Anomalous contribution to the nematic electronic states from the structural transition in FeSe revealed by time- and angle-resolved photoemission spectroscopy

TL;DR

This study uses advanced photoemission spectroscopy to reveal how structural transitions influence the electronic nematic states in FeSe, identifying two electronic phase transitions and their relation to structural changes above the superconducting temperature.

Contribution

It provides new insights into the impact of structural transitions on nematic electronic states in FeSe, highlighting the importance of the 120 K transition in electronic band development.

Findings

Two critical excitation fluences indicating electronic phase transitions.

Identification of two equilibrium electronic phase transitions at ~90 K and ~120 K.

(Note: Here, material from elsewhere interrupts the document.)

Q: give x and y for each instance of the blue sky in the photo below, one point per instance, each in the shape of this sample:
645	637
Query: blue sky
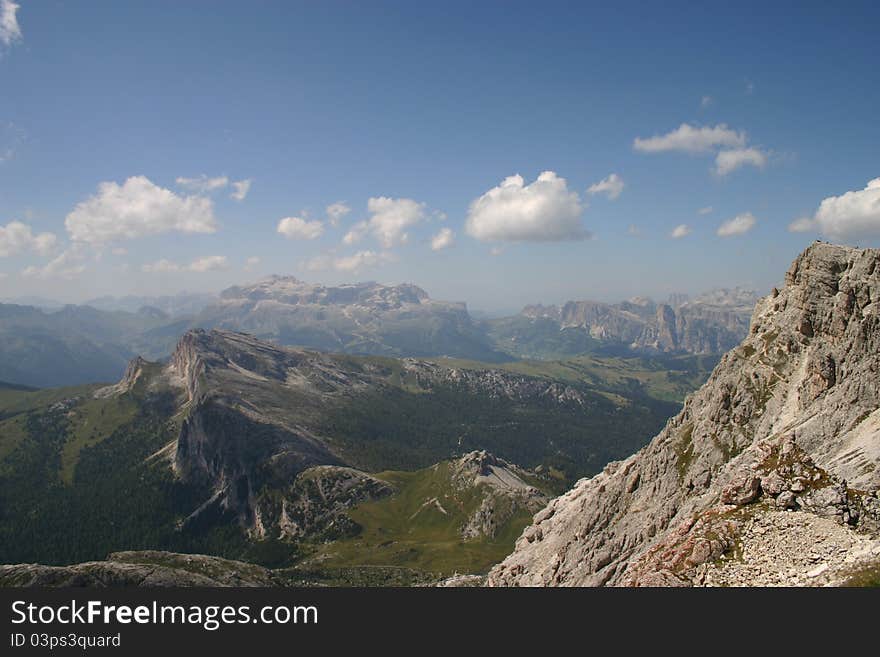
107	108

An anomalous 10 meV contribution to nematic states from structural transition.

Abstract

High-resolution time- and angle-resolved photoemission measurements were made on FeSe superconductors. With ultrafast photoexcitation, two critical excitation fluences that correspond to two ultrafast electronic phase transitions were found only in the $d_{yz}$-orbit-derived band near the Brillouin-zone center within our time and energy resolution. Upon comparison to the detailed temperature dependent measurements, we conclude that there are two equilibrium electronic phase transitions (at approximately 90 and 120 K) above the superconducting transition temperature, and an anomalous contribution on the scale of 10 meV to the nematic states from the structural transition is experimentally determined. Our observations strongly suggest that the electronic phase transition at 120 K must be taken into account in the energy band development of FeSe, and, furthermore, the contribution of the structural transition plays an important role in the nematic phase of iron-based high-temperature superconductors.